Believing that the statute gives Cordray the right to appoint his successor without recourse to anyone requires a strained reading of Dodd-Frank along with a willful blindness to the rest of U.S. Code.

That Parthian shot will produce only a Pyrrhic victory. Believing that the statute gives Cordray the right to appoint his successor without recourse to the Senate, the president, or anyone requires a strained reading of Dodd-Frank along with a willful blindness to the rest of U.S. Code, especially to the Federal Vacancies Reform Act (FVRA).

The FVRA is the standard means of temporarily replacing Senate-confirmed officers, and gives the president wide latitude to replace Cordray, or any other officer, with another official the Senate had already confirmed to another office. Trump has done so, appointing Office of Management and Budget Director Mike Mulvaney to head the CFPB until a permanent replacement is found.

English and her allies claim the FVRA does not apply to the CFPB, but the CFPB’s own general counsel, Mary McLeod (whom Cordray hired in 2015) disagrees, as do many other legal scholars. Thomas Berry explained this point in a Federalist Society blog earlier this week:

[E]ven if the FVRA is not ‘the exclusive means’ to fill the CFPB slot, it is still an available means. FVRA Section 3349(c) explicitly lists certain offices that the FVRA ‘shall not apply to,’ including multi-member boards and Article I judgeships. If Congress wished for the FVRA to be unavailable whenever an office can be temporarily filled using another statute, Congress would have listed those offices under Section 3349(c). But it did not, and so ‘the exclusive means’ should be read to mean what it says, and nothing more.

Principles Before Party

English, Cordray, and their supporters like Sen. Elizabeth Warren are grasping at straws and letting their emotional distaste for Trump override their good sense. The lessons of the Tenure of Office Act are educational here, too. That act initially inspired popular acclaim when directed against an unpopular president, but when people took the long view they began to see that it was at odds with the basic principles of our Constitution.

People realized that executive officials should be responsible to the president, who is himself responsible to the people.

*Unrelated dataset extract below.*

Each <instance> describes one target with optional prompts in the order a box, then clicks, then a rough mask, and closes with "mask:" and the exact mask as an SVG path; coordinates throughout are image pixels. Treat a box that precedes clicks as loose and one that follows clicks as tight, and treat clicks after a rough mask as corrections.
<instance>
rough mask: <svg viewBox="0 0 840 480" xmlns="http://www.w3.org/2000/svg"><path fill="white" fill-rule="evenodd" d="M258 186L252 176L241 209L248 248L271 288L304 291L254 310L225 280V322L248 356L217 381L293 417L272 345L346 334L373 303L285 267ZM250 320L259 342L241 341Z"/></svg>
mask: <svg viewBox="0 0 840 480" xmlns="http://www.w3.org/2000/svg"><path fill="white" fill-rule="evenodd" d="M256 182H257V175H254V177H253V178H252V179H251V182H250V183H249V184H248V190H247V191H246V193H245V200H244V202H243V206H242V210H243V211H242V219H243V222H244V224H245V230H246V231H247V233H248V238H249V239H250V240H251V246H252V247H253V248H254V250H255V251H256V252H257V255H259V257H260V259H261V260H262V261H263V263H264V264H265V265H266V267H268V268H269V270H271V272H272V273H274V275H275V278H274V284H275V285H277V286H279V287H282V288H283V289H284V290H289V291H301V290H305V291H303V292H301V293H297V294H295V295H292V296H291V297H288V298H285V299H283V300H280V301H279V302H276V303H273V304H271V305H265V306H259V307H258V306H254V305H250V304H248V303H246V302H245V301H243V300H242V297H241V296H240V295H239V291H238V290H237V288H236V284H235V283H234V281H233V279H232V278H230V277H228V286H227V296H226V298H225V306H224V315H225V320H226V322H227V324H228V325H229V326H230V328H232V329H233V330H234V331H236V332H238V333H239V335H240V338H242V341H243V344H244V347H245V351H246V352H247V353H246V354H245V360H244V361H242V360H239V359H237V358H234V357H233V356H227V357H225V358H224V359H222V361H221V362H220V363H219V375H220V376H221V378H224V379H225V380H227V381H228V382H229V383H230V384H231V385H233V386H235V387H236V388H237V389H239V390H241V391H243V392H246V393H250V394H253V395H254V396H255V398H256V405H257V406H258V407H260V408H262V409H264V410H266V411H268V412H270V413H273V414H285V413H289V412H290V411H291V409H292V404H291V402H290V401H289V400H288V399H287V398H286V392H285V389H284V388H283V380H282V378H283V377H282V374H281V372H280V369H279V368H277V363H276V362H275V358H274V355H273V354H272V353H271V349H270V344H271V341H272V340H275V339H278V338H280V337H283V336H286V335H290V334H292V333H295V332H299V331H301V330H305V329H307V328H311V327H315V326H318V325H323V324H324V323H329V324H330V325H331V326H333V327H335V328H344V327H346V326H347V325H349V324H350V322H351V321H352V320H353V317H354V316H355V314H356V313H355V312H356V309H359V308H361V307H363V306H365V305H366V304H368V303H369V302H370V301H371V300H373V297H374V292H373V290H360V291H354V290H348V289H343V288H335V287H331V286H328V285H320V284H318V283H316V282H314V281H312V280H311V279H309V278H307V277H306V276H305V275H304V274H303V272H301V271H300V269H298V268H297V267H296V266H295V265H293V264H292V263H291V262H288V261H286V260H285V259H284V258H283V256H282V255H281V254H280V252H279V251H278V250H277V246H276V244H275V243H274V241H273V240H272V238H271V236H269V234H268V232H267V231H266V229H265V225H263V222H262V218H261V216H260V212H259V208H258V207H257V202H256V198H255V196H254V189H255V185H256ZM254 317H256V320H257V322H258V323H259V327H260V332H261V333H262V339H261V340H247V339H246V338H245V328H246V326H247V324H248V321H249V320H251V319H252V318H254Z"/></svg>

When the Supreme Court struck down that act in Myers, there was no groundswell for a constitutional amendment, as there often is after unpopular court decisions. No one agitated for a Tenure of Office Amendment, because people realized that executive officials should be responsible to the president, who is himself responsible to the people.

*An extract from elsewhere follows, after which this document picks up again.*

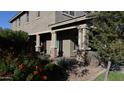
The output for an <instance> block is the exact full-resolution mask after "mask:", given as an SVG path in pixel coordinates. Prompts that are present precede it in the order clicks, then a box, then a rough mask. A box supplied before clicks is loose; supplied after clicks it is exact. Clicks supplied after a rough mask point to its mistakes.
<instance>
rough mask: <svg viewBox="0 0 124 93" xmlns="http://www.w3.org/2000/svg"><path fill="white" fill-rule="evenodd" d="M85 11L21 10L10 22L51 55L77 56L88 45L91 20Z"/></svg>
mask: <svg viewBox="0 0 124 93" xmlns="http://www.w3.org/2000/svg"><path fill="white" fill-rule="evenodd" d="M86 14H87V12H84V11H22V12H19V13H18V14H17V15H16V16H14V17H13V18H12V19H11V20H10V23H11V24H12V30H15V31H18V30H22V31H25V32H27V33H28V34H29V35H30V37H31V38H34V41H35V43H36V44H35V49H36V51H39V52H40V51H44V52H45V53H47V54H49V55H51V57H57V56H65V57H72V56H74V53H73V51H74V50H76V49H83V48H85V47H86V43H87V40H86V33H87V31H88V29H87V28H88V26H89V24H90V23H89V20H90V18H88V17H87V16H86Z"/></svg>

The principles Madison espoused in 1788 still hold true today. The path to freedom is not in concentrating power in unelected hands, but in scattering it and making its holders have to answer to the people who elected them.

Warren and her fellow Resisters see the CFPB as a final redoubt of President Obama’s legacy. To achieve this, they are willing to overthrow the principles of separation of powers and responsible government and erect a self-perpetuating rule by insiders. The lessons of the 2016 elections are lost on them, and their actions—which are certain to fail—only drive home the point that the Democratic Party machine would rather rule the people than represent them.